7. I always think it is important to tell parents of newly-diagnosed newborns and infants these things:
-their child WILL roll over, sit up, cruise the furniture, and walk;
-their child WILL talk, sing, and smile;
-their child WILL laugh, and play;
-their child WILL be able to do many of the things all children do (including fight with their siblings yay!).
The PWS diagnosis does not mean the end of happiness in your family! Your child will amaze you and thrill you and bring you to happy tears with their hard-won accomplishments. They are spectacular kids! Living with PWS will take you down a 'road less travelled'....where you still have other families and much joy to accompany you.

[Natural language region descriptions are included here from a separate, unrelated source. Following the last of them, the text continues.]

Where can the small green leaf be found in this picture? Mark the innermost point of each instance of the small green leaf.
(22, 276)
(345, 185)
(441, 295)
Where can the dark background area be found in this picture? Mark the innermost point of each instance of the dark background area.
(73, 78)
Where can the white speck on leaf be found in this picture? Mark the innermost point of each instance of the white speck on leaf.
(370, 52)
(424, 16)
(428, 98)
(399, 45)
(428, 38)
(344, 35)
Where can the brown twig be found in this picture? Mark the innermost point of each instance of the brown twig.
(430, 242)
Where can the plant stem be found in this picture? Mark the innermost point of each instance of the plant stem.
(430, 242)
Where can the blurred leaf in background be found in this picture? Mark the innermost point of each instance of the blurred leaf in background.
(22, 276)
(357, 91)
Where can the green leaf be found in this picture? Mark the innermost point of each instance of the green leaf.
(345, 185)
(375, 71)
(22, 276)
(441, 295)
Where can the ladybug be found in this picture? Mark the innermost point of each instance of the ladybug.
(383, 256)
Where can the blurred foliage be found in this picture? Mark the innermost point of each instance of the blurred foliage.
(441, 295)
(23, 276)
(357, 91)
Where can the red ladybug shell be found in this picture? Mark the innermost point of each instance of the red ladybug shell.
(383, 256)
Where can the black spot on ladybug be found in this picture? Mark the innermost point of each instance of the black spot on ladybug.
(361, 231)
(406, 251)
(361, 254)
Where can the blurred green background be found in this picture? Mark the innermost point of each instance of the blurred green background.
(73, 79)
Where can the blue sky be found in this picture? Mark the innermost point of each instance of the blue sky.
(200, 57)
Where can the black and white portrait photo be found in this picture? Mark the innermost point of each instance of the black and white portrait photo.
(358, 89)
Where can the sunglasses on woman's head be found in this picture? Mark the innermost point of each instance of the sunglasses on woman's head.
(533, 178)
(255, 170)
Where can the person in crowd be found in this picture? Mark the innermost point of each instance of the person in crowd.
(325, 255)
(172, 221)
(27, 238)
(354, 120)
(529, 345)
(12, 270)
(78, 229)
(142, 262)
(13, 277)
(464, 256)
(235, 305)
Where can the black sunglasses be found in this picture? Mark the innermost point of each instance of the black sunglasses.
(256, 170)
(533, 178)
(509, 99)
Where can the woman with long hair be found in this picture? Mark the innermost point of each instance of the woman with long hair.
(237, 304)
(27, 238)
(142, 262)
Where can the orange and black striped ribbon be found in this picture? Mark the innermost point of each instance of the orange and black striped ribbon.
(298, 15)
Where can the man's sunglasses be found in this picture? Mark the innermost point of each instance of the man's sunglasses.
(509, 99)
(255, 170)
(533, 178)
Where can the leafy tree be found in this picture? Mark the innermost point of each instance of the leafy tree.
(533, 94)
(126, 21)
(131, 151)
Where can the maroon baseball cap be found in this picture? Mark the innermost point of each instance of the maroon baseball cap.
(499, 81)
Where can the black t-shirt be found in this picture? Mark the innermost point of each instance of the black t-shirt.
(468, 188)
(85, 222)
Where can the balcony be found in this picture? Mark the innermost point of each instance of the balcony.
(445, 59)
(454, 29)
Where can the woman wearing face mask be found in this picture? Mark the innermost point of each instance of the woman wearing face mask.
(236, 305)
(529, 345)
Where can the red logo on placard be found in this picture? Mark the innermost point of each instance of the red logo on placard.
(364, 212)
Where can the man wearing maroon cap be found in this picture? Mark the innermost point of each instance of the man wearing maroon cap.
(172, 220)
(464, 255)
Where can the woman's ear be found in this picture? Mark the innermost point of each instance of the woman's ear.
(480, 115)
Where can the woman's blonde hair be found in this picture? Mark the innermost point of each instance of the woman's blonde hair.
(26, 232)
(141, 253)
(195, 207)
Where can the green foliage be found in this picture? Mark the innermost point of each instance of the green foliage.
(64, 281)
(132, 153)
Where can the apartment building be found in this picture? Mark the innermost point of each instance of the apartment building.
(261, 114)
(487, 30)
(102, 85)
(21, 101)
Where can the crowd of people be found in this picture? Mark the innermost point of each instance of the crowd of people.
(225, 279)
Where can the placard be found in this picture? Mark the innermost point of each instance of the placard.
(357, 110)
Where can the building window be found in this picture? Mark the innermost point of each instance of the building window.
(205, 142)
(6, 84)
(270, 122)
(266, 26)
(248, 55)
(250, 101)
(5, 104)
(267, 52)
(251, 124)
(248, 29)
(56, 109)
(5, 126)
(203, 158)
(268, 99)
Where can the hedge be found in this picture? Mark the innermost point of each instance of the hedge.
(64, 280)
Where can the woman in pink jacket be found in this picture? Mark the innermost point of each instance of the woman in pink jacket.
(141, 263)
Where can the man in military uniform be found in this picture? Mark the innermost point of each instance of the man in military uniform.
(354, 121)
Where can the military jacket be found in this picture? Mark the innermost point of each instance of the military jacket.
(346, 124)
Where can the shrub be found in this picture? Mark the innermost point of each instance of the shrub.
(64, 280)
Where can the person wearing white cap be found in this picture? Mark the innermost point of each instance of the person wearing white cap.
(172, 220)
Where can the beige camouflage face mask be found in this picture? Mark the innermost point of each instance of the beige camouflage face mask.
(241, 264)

8. Join up with the national PWS organization in the U.S., PWSA(USA) - visit http://www.pwsausa.org/ for more information. There is also an international PWS organization, IPWSO - visit http://www.ipwso.org/ to find out more. There are also many state chapters in the U.S., and the office at PWSA(USA) can also connect you with those and with another family in your state. Try to meet, visit with, or somehow connect with other families near you if you can. Personally, I feel that our Sophie would not be doing as well as she is if my husband and I had isolated ourselves and tried to do this alone. Find other families and maintain your connections to the PWS community, even when you feel like you're in a 'calm PWS phase'. It's important!
9. The role of extended family: Your extended family members can prove to be amazingly supportive...or not! If you spend a significant amount of time with extended family, you will need to find a way to educate them about the 'policies and procedures of PWS'. In our society food is so pervasive - well beyond the basic needs of human survival. Food is used to show love, to soothe boo-boos, to celebrate anything and everything - especially with extended family. Most of this will be affected by the requirement of PWS, that food not be readily available or used to treat/reward your child. It takes some diplomacy, tact, patience and time to convey this message to extended family....and, sad to say, sometimes extended family members are not always able or willing to understand this. Be prepared to adjust your family's activities as necessary, to keep your child safe.

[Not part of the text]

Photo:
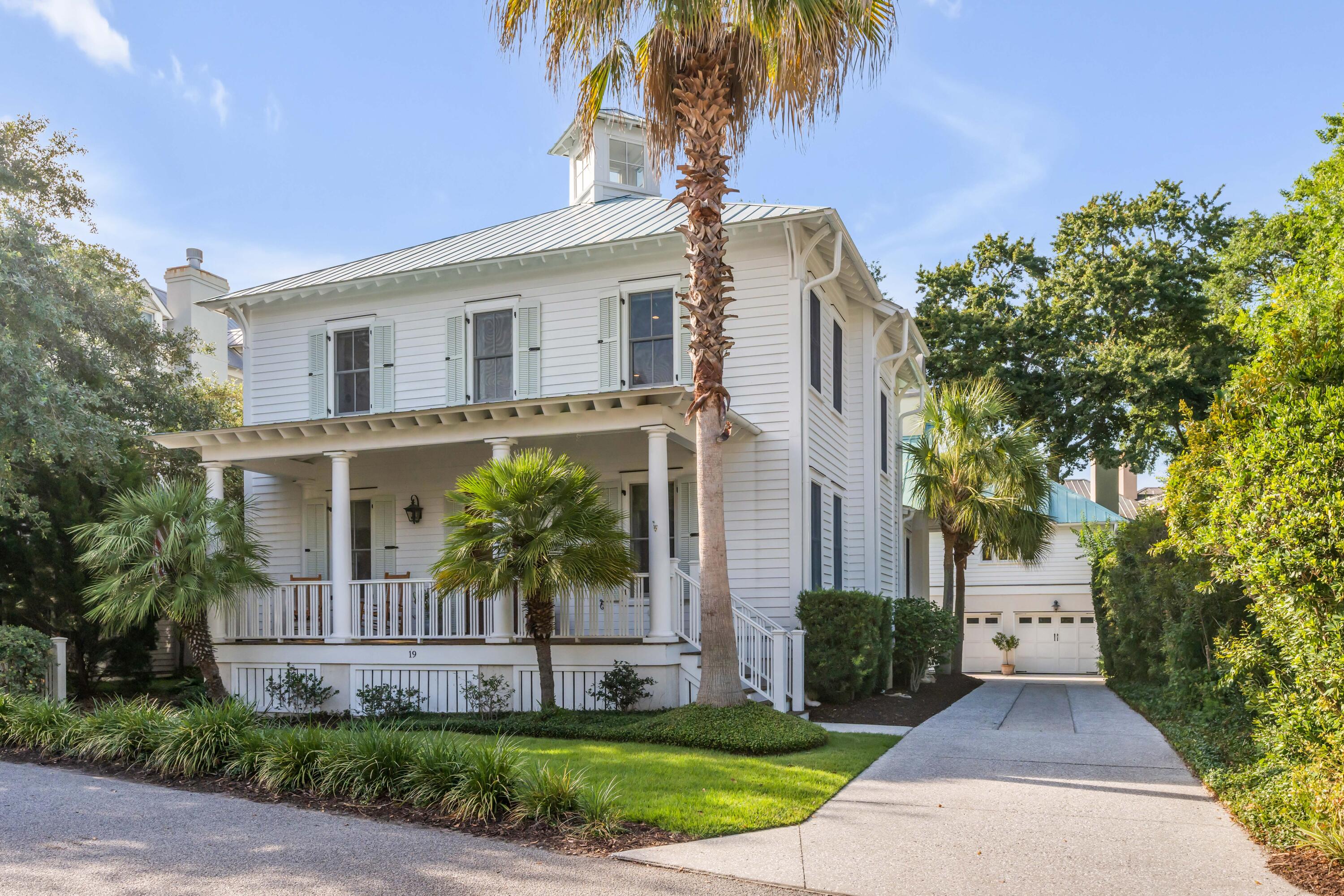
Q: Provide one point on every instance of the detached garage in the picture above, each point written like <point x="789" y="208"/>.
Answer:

10. You can expect your family's eating habits to change, because of your child's PWS diagnosis. My own family does still eat out, and we do still go to family holiday dinners, but our eating habits have definitely been affected by the presence of PWS in our house. Living with PWS will, whether you like it or not, change the way you think about food and how/when/why/in what quantities it is consumed in your house. This is good though! You will eventually find yourself making healthier choices for yourself more often, because you are paying such close attention to food ingredients and calorie counts for your child's sake. Don't feel like you have to make food changes overnight, and don't worry - you will still be able to have treats or whatever. But, understand that for your own sanity and your child's health, safety, and well-being, those changes are part of this journey.
Well, as always when I'm writing about PWS, I could go on...and on...and on....but I'll stop now. Thank you for reading and for any feedback.